We are all humans. However, we need regularly review our books and detect errors at the earliest stage possible. Don’t allow mistakes to accumulate as they could ruin your business.

4) Post correcting entries if needed.

After detecting errors we can make required adjustments. As long as the period is not closed and we are on the way to preparing financial statements we can make amendments. Also, we can post correcting entries and reverse journals that have been posted with mistakes. 

So, the general ledger reconciliation is an essential step in detecting errors. It helps to make sure that your bookkeeping is in good order.

Example of the General Ledger Entries

The core of general ledger accounting is the double-entry bookkeeping. This means that each transaction affects at least two accounts.

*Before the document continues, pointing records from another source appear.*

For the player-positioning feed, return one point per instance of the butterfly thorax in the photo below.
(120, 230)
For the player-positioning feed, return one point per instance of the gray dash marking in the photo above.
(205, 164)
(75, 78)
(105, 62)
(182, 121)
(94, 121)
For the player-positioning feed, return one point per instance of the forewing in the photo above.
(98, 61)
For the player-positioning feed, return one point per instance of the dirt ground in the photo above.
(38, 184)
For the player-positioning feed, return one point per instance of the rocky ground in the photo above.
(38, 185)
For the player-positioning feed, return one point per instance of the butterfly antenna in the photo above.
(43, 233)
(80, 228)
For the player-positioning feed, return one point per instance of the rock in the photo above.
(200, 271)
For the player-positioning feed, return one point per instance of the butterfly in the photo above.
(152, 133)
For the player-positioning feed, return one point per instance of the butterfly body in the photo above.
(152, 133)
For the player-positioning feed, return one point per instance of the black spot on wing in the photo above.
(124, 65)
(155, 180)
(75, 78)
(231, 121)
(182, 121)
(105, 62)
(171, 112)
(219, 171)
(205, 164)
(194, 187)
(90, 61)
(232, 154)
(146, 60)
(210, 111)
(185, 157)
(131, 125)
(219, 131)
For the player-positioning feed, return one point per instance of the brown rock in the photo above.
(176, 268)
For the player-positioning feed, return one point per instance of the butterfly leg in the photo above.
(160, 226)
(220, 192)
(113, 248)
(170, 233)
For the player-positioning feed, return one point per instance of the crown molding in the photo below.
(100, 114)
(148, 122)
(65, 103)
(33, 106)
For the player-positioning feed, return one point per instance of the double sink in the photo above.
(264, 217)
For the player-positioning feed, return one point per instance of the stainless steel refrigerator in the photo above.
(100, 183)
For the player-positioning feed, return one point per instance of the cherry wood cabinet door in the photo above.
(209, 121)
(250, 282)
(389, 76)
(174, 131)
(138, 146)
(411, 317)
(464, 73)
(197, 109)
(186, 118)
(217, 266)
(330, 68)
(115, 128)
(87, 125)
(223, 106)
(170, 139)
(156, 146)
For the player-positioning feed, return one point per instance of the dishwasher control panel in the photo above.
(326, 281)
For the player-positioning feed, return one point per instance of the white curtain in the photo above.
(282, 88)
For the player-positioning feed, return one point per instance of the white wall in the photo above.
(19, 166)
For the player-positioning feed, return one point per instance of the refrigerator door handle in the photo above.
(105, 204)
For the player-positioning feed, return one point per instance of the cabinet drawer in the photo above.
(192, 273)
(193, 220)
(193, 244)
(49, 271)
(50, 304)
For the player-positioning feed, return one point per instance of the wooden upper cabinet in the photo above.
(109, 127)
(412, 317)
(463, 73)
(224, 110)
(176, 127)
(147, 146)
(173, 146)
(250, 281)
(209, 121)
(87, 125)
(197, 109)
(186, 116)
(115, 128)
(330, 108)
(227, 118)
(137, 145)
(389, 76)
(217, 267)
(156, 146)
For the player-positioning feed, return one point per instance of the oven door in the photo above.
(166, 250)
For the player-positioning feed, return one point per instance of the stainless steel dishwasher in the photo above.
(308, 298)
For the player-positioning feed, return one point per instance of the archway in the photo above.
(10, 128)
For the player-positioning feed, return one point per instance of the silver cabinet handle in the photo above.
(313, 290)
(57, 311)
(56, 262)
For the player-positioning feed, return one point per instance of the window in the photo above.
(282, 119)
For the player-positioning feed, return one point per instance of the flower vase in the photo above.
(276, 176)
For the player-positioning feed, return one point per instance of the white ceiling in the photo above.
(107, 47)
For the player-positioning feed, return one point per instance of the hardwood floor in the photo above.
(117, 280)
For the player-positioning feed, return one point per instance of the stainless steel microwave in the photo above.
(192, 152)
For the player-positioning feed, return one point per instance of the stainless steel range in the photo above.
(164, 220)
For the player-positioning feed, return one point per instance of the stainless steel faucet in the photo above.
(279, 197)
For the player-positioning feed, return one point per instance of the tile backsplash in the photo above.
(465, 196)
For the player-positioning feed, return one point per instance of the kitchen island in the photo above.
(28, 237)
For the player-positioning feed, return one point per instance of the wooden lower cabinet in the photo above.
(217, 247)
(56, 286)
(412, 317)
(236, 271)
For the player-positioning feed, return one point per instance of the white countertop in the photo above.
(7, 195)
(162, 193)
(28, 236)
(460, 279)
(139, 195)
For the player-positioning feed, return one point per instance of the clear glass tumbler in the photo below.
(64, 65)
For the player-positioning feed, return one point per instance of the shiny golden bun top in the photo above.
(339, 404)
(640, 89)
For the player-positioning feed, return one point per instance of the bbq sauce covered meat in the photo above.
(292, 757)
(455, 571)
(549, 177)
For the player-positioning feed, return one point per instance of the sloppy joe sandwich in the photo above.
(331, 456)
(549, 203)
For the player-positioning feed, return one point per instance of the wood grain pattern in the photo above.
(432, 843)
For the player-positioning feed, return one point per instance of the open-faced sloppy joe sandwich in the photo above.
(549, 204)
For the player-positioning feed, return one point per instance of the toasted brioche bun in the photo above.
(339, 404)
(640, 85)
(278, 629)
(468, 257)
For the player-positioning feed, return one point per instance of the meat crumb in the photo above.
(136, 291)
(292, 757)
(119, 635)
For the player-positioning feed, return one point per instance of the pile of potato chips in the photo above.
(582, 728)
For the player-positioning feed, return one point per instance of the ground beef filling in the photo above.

To get a better understanding of how it works let’s review a practical example with a few business operations involved. 

Example

On 1st June the company ABC purchased some inventory items for $1000. The bill from the Inventory Supplier is due in 30 days.  Also, they received $500 from their debtor (customer). On the same day, this firm paid a $150 phone bill.

In this case, the report for the company ABC that covers the period of only one day will be as follows:

This example shows how business activities are recorded and how they affect different accounts.

As you can see the outflow of cash from the bank account results in decreasing of liabilities (payment of the phone bill). The incoming payment from the client means that we not only debit our bank account (receive cash) but also decrease accounts receivable (credit it – the client has settled the debt).

Lastly, we have shown that our Inventory balance increased by $1000. At the same time, the liabilities have been also increased by the same amount. That bill for inventory items is outstanding and should be paid in a 30 days term.

In a conclusion, General Ledger is not only a detailed breakdown of transactions. It is also the basis for preparing a  trial balance and consequently other financial statements.